使用多属性效用测量法得出效用分数的研究,一个重要的考量因素是测量工具的心理测量完整性。尤为重要的是要确定多属性效用测量法的实证效度;也就是说,它们所产生的效用分数在实际中是否反映了人们的偏好。我们基于英国人群中一个大型代表性样本的假设偏好,比较了EQ - 5D与SF - 6D效用分数的实证效度。
1996年英国健康调查中的成年参与者(n = 16443)构成了调查的基础。受试者被要求完成EQ - 5D和SF - 36测量。他们的回答分别使用约克A1费率表和SF - 6D效用算法转换成效用分数。单向方差分析用于检验假设构建的偏好规则,即每组效用分数因自我报告的健康状况(分为非常好、好、一般、差或非常差)而有显著差异。使用相对效率统计量和受试者工作特征(ROC)曲线来检验EQ - 5D和SF - 6D效用分数反映自我报告健康状况、疾病、残疾或体弱以及药物使用的替代配置的程度。

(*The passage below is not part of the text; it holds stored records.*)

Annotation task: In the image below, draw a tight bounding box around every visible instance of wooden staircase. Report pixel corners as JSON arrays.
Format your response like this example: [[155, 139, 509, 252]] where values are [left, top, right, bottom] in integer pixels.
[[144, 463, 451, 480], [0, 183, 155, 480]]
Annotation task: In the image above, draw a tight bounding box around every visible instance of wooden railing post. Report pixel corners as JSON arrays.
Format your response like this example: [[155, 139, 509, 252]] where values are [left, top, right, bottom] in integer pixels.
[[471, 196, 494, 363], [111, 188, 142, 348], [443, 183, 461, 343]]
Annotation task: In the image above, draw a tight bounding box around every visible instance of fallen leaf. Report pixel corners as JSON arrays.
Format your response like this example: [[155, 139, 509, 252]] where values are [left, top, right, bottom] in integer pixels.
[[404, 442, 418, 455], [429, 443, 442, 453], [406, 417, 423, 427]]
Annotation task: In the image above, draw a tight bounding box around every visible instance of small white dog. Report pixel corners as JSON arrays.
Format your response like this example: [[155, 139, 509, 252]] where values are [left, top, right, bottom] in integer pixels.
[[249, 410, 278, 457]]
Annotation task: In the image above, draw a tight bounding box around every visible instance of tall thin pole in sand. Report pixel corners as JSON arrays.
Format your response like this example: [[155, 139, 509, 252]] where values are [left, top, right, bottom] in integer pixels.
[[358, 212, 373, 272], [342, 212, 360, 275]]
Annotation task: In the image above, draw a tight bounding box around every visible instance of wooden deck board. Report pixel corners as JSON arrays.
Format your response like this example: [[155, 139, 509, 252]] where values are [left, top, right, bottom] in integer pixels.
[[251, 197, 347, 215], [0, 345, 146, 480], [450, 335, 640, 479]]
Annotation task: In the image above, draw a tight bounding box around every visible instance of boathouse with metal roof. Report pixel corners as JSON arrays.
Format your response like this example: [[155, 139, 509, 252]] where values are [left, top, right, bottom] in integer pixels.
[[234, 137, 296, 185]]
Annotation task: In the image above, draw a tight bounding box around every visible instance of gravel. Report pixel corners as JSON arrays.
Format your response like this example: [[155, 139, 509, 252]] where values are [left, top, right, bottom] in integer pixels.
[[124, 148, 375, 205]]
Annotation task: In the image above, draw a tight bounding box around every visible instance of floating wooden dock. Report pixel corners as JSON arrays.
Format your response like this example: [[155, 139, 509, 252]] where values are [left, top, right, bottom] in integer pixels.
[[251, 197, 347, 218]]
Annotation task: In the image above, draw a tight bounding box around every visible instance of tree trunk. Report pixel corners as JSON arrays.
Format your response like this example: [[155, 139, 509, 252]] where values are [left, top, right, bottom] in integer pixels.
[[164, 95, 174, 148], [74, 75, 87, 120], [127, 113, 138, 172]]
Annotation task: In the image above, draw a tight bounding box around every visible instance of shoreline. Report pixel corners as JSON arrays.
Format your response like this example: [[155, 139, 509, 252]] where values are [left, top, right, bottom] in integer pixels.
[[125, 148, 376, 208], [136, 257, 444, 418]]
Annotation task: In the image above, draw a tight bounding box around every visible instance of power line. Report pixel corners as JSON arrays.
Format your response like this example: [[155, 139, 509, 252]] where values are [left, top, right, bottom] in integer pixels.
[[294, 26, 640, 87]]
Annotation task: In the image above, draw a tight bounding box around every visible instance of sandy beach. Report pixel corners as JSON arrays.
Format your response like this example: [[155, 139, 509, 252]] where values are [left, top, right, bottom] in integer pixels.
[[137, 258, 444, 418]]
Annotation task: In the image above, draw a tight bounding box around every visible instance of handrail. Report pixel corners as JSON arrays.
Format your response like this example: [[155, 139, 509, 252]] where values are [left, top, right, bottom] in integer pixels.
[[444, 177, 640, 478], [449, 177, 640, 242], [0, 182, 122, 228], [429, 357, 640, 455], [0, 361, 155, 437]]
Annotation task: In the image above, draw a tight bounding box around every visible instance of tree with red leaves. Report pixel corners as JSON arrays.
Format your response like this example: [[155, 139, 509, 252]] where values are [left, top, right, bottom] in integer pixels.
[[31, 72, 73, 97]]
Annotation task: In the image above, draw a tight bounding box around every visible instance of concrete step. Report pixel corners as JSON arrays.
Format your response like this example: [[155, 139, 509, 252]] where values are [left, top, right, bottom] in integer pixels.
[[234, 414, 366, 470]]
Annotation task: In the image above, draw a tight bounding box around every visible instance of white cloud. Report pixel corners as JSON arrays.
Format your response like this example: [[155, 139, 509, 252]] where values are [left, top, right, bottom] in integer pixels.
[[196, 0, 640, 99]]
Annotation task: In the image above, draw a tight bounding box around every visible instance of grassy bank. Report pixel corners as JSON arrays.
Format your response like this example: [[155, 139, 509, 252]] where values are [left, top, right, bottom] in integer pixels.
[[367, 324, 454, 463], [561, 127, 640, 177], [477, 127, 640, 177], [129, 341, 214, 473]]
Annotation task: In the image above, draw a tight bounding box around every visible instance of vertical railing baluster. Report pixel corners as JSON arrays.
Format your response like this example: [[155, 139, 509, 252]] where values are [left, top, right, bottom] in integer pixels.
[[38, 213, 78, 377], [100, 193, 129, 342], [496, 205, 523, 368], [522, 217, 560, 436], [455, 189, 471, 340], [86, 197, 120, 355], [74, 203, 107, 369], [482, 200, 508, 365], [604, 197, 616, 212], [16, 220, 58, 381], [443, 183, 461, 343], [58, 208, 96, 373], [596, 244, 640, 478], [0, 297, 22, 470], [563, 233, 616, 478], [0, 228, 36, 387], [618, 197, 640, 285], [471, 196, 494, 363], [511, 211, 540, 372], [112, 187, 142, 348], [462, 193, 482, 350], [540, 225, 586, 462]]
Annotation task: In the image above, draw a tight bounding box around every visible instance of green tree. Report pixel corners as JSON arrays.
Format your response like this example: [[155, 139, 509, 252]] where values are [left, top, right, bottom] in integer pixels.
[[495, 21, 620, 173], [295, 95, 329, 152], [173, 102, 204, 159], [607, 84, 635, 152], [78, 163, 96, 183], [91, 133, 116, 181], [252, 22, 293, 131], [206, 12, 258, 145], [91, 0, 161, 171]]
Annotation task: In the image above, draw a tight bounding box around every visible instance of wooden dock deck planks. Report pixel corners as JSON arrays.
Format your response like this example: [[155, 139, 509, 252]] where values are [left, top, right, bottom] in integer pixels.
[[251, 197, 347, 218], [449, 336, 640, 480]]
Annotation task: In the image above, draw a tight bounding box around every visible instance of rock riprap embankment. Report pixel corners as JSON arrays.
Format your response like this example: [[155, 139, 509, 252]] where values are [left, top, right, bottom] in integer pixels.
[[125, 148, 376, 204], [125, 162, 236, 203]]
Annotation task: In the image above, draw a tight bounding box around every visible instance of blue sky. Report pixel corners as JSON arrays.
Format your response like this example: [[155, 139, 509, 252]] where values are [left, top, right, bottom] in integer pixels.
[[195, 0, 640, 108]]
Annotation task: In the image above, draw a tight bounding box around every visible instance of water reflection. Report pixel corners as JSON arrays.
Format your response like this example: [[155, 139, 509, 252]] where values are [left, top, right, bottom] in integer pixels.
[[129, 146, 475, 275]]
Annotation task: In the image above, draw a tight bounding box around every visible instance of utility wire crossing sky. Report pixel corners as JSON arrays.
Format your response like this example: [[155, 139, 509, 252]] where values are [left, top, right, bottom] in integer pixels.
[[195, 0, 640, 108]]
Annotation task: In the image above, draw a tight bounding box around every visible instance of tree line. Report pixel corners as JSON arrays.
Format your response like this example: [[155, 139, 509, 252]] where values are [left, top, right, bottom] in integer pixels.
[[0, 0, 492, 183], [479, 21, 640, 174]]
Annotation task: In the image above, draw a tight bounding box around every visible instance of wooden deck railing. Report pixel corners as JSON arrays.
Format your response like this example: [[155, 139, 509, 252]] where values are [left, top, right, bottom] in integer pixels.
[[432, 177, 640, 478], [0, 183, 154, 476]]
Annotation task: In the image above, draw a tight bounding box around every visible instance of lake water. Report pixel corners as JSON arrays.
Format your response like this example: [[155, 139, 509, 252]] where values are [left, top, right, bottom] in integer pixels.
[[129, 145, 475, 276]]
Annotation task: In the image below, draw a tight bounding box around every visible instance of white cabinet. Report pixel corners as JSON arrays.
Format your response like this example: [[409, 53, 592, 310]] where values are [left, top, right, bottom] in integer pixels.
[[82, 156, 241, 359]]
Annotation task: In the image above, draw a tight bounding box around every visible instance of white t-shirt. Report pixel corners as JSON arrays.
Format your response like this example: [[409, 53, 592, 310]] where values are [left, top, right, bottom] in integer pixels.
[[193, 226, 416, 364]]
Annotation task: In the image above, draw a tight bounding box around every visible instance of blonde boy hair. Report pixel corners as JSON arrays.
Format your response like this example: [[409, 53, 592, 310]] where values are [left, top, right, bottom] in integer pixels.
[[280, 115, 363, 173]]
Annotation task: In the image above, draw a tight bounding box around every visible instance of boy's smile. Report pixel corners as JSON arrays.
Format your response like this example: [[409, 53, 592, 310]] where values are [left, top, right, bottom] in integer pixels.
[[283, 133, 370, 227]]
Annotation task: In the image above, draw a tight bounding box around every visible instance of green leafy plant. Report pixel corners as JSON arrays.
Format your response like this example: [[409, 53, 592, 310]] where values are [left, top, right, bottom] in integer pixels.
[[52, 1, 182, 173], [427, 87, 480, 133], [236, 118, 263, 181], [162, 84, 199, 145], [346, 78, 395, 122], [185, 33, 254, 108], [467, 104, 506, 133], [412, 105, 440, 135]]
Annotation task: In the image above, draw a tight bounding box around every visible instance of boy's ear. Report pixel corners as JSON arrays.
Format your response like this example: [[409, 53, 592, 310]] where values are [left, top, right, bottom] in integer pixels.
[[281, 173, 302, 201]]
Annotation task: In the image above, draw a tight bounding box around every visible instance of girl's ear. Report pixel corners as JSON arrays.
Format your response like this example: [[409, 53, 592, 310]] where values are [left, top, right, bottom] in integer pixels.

EQ - 5D的平均效用分数为0.845(95%可信区间:0.842,0.849),而SF - 6D的平均效用分数为0.799(95%可信区间:0.797,0.802),效用分数的平均差异为0.046(95%可信区间:0.044,0.049;p < 0.001)。布兰德 - 奥特曼图显示这两种测量方法之间存在相当大的不一致,特别是在效用量表的较低端。两种测量方法在描述自己健康状况为非常好、好、一般、差或非常差的受试者之间都显示出统计学上的显著差异(p < 0.001),并且效用分数呈单调下降(线性趋势检验:p < 0.001)。在检测自我报告健康状况的差异方面,SF - 6D比EQ - 5D效率高30.9%至100.4%,在检测疾病、残疾或体弱以及药物使用的差异方面效率高10.4%至45.6%。当自我报告的健康状况分为非常好与好、一般、差或非常差时,在0.1%的显著性水平下,SF - 6D的ROC曲线生成的曲线下面积分数显著更高。然而,当检查疾病、残疾或体弱以及药物使用的替代配置时,AUC分数并未显示出这两种测量方法在区分能力上有任何显著差异。
本研究提供的证据表明,SF - 6D是一种在实证上有效且高效的多属性效用测量方法,可替代EQ - 5D,并且能够区分健康状况的外部指标。然而,健康经济学家在为评估目的选择任何一种测量方法时,也应考虑其他心理测量特性,如实用性和可靠性。